The Electric State Is the Nightmare Haters Claimed Spielberg's Ready Player One to Be
It was hated at the time, but Steven Spielberg's Ready Player One looks so much better after watching The Electric State.
Yet as hated as Ready Player One is among cineastes and those sick of 1980s Gen-X nostalgia, that definite overload of member berries still looks like a masterpiece next to The Electric State. And that’s not just because the Russo Brothers aren’t Spielberg (who is?). It’s because Ready Player One retains a genuine sense of loss as it rummages through the past, something that The Electric State can’t even fake. In the end, The Electric State is the movie all the detractors claimed Ready Player One to be: the bitter end point of cinema in the IP age.
Based on the novel by Ernest Cline, Ready Player One also takes place in a near-future where most people live in a virtual reality world called the OASIS after society’s rapid decline. Many of the OASIS’ inhabitants participate in a search for the Golden Easter Egg, a special treasure designed by the virtual reality’s creators James Halliday (Mark Rylance). It’s also a key to the late Halliday’s fortune and control over the OASIS. In other words, it’s a glistening promise of fulfillment and happiness in an empty world.
In one of the movie’s standout set-pieces, contestants have a race to find the next clue leading to the Egg’s location. The sequence is all Spielberg bravura filmmaking, an incredibly chase in which vehicles—including the DeLorean from Back to the Future, the motorbike from Akira, and monster truck Bigfoot—fly down a road filled with explosions, wrecking balls, the T-Rex from Jurassic Park, and of course King Kong.
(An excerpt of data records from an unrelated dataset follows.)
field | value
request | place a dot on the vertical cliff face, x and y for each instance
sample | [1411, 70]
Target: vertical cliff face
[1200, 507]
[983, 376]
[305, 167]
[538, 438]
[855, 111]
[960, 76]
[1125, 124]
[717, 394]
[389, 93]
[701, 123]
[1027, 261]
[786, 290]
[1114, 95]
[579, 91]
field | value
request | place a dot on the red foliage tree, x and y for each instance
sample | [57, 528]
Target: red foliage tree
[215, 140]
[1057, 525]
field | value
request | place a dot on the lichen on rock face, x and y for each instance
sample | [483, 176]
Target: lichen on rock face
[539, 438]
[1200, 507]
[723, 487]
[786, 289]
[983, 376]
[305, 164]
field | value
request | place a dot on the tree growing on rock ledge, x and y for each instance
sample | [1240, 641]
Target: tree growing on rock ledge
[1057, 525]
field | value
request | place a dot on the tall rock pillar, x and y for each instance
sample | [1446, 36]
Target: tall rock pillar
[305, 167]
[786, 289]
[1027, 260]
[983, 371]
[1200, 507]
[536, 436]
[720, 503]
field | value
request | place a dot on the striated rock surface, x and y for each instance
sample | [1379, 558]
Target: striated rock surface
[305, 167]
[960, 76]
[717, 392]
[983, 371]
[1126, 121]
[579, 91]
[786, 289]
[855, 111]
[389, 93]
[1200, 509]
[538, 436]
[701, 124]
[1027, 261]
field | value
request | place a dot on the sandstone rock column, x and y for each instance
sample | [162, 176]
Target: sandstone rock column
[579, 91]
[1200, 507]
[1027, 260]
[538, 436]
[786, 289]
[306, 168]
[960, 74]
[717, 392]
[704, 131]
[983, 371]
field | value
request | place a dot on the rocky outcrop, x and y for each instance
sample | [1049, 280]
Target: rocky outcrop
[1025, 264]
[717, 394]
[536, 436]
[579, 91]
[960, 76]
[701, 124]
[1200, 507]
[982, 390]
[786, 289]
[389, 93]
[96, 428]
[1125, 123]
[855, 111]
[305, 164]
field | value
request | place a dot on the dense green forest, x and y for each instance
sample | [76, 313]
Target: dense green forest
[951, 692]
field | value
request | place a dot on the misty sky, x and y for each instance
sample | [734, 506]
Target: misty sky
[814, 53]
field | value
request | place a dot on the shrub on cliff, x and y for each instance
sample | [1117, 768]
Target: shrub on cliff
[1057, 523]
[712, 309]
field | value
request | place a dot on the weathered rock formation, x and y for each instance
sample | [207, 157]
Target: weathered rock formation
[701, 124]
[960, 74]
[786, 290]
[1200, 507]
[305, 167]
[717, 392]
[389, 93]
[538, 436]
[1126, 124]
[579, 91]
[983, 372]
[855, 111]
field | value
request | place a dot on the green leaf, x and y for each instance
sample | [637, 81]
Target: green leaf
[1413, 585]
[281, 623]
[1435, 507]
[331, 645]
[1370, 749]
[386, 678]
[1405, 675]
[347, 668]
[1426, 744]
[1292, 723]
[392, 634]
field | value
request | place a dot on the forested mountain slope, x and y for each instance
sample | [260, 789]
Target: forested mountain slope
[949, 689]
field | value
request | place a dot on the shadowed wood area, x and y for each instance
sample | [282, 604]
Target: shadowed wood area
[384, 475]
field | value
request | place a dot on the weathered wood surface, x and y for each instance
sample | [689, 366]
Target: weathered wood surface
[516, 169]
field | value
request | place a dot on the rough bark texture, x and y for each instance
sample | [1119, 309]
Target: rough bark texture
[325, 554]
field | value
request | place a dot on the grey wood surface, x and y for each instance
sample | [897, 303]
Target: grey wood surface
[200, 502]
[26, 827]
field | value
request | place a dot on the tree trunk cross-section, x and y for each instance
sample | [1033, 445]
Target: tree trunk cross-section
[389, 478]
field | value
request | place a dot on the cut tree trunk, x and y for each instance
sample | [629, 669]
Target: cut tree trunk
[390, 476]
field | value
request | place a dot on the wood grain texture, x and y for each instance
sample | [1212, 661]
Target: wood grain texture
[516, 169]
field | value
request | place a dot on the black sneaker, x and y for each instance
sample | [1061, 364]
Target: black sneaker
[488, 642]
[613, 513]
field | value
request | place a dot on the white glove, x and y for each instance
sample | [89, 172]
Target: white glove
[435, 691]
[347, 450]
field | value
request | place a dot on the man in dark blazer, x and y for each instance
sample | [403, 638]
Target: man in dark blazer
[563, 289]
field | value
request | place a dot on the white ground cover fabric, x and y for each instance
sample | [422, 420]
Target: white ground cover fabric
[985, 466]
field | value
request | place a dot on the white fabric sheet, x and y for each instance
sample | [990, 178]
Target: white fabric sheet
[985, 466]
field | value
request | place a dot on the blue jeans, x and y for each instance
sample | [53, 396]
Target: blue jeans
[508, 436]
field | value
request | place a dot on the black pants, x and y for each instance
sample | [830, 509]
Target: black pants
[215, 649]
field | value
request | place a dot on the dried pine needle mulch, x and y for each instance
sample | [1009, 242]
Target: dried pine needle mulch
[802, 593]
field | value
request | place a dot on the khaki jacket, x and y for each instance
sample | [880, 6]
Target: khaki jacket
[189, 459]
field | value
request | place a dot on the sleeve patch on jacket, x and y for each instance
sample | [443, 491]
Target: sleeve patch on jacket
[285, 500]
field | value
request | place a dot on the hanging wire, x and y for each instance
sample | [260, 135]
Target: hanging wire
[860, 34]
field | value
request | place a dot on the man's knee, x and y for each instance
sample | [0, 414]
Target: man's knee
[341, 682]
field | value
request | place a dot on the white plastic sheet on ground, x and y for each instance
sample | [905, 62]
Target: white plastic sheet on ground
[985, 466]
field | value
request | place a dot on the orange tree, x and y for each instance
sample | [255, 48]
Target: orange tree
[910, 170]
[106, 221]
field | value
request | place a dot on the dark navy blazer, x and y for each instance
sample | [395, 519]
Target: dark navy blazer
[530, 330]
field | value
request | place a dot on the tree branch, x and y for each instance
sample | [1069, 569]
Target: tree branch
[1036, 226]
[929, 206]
It’s thrilling stuff and never illegible thanks to Spielberg’s understanding of spacial dynamics and the audience’s relationship to the camera.
Delightful as the race is, it always ends in failure. No one can figure out how to get past Kong, who swipes away cars as they reach the finish line. That is until protagonist Parzival (Tye Sheridan) visits the archives of the now-deceased Halliday and watches a conversation between him and the OASIS’ co-founder Osgood Morrow (Simon Pegg). While Morrow insists that technology, culture, and our very lives must move forward, Halliday wistfully wonders why we can’t just “go backwards.”
Spielberg’s camera does one of his signature push ins as Parzival has a realization. That’s the answer. Go backwards. And in the next scene, we watch him go through the race again. But this time he doesn’t continue to barrel forward when he gets to the end. Instead he goes backwards, unlocking the secret to winning the race.
At first glance, the scene seems to be about Parzival being smarter than everyone else, and thus deserving of the status as champion. He has the pop culture knowledge to drive his DeLorean and the gaming smarts to approach the contest in a different way. Thus he is the hero. But as Ready Player One unfolds, it becomes clear that Halliday wasn’t just trying to give a hint about the game. He was trying to warn his players against playing the game altogether, or at least devoting so much of their lives to video games and pop culture ephemera.